Dried Fruit and Minced Meat Pudding is a dish with a rich tradition that uniquely combines sweet and savory flavors. Its origin dates back to ancient European customs, especially in the United Kingdom, where it is known as Christmas pudding. This recipe was adapted in various Latin American countries, incorporating local ingredients and variations, and in some places it is called "meat and fruit pudding" or simply "Christmas pudding".
In each Latin American country, the name and ingredients may vary: for example, in Mexico, there are similar preparations that integrate dried fruits and meat in traditional desserts, while in countries like Argentina or Chile, the pudding acquires a special touch with the addition of spices and liquors such as dark rum. This dish is usually a star during festive seasons, offering a perfect balance of textures and flavors.
How to Prepare Dried Fruit and Minced Meat Pudding
This recipe is a delicious mix of ingredients that promises a unique culinary experience, ideal for sharing on special occasions.
Ingredients: minced meat, brown sugar, butter, orange juice, orange zest, dark rum, wheat flour, baking powder, baking soda, cinnamon, eggs, nuts.
Steps:
In a 4-cup measuring bowl or glass bowl, combine the minced meat, brown sugar, butter, orange juice, zest, and rum.
Heat in the microwave on high for 3 minutes or until the butter is melted and the mixture is hot, stirring once.
In another bowl, sift together the flour, baking powder, baking soda, and cinnamon.
Pour the minced meat mixture over the dry ingredients along with the beaten eggs and nuts.

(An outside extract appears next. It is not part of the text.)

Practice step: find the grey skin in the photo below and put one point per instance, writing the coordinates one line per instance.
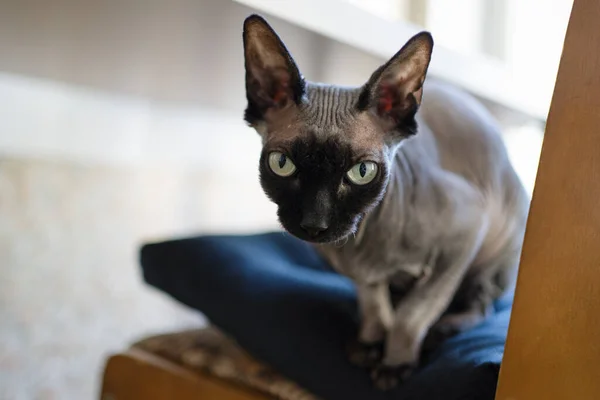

Stir until the batter is well combined.
Lightly grease a 2-quart ring mold or a soufflé dish and line the bottom with parchment paper, grease the paper.
If using a soufflé dish, place an inverted greased glass in the center of the dish.

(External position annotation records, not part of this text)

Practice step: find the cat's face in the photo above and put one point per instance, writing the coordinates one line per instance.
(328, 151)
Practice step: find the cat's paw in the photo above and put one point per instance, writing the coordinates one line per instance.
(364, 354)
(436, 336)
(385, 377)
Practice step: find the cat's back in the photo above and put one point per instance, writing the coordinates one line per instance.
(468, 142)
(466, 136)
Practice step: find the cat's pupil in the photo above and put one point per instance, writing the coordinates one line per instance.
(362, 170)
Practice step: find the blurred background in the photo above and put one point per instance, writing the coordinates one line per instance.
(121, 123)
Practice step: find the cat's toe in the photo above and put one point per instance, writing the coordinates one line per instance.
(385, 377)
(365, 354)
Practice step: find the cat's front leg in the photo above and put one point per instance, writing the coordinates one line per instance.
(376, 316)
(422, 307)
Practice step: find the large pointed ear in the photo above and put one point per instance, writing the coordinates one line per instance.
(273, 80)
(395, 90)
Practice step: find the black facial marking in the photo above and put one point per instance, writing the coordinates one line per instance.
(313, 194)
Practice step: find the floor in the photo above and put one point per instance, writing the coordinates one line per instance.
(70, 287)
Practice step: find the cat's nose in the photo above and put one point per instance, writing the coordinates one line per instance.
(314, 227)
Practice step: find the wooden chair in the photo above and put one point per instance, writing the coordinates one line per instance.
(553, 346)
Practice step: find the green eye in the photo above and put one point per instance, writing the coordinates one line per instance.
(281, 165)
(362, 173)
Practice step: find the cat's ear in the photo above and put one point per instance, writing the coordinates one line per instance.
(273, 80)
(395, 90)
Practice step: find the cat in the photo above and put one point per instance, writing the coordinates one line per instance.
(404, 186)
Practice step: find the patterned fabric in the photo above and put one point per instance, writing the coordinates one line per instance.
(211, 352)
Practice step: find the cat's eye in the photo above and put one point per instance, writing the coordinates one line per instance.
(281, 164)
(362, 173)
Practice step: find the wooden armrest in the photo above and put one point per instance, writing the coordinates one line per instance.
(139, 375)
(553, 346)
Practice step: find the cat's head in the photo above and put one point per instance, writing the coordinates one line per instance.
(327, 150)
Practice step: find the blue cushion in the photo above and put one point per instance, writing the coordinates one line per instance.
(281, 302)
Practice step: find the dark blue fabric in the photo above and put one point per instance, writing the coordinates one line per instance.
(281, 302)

Pour the batter evenly into the prepared mold.
Place an inverted dinner plate on the bottom of the microwave and put the mold on the plate.
Heat in the microwave on medium power for 10 minutes.
Turn the mold and heat on high power for 2 to 4 more minutes or until the top is no longer wet.
Let it rest on the counter for 15 minutes.
Run a knife around the edge of the mold.
Flip onto a serving plate and let it cool completely.
To serve, reheat the uncovered pudding on medium power for 4 to 6 minutes or until hot.
Serve with rum eggnog sauce to enhance its flavor.